Do you think Melania and Donald were aligned on social and political issues?
I think it's a mixed bag. With immigration, she was aligned with him in terms of thinking it should be done legally and thinking there are a lot of bad actors trying to come into our country. She definitely did not like the [child separation policy]. I know she tried to talk him out of it and that was the one he wouldn't budge on.
Social issues, I think, she was a little bit more liberal than he would be. I think secretly, he was though, too. He just — as the Republican, conservative president — had to stay strong. But I think for the most part, they seemed aligned.

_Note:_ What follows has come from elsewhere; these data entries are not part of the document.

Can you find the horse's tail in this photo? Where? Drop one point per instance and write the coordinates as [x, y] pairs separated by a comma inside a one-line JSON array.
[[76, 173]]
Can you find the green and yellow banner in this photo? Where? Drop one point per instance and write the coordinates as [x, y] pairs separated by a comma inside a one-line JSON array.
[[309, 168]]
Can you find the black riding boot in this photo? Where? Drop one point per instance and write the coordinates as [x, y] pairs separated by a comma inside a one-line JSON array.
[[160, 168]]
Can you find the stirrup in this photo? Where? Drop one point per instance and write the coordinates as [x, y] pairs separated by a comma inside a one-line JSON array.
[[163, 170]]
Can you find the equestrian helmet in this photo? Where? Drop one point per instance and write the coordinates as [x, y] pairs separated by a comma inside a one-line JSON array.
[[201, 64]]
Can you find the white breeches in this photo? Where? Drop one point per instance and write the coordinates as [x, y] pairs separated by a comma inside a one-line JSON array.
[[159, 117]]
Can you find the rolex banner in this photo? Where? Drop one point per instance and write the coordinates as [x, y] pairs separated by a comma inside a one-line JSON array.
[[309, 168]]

I'm still surprised that she supported the birtherism stuff. And then at the end, which I talk about in the book, she seemed to support the election fraud in some way ... She's tough to crack.
What about Donald's well-documented temper? Is that something you witnessed?
I never saw him lose his temper with Mrs. Trump. Then when I got to the West Wing, I saw him do it to others and it was really jarring. I remember being struck by how people just took it — a national security adviser or a secretary of state or a cabinet member ... I never saw anyone push back.
The first time he did it to me was on Air Force One and it was so fast. Picture a DJ board where you can just push the volume all the way up. It's that swift, how loud he gets.
The formula me and my colleagues took was: we would take it, and then just stay out of his line of sight for the next day or two. And then sadly, we would kind of hope he would turn his eye on someone else. I think that that's where some of the real backstabbing, dog-eat-dog culture came from. You were so desperate not to be on his bad side, that you would let anybody else be on his bad side.
Jacquelyn Martin/AP/Shutterstock Stephanie Grisham
Do you feel like you were sort of lulled into a faux sense of friendship with the Trumps?
Well yeah, because they are so good at it. You would walk into the Oval and he was in a good mood, he would be like, "Stephanie, there she is. Beautiful Stephanie." And not in a creepy way, but just like, "You look great today. How are you, honey? Are you doing good?" He was really nice and he would crack jokes and I never had that.
Other bosses just didn't do that kind of thing. Mrs. Trump, she always remembered my birthday, she always asked me about my personal life. We talked about my personal life all the time and other bosses never did that. And so, I guess it lulled me into a false sense of security.
This interview has been edited and condensed.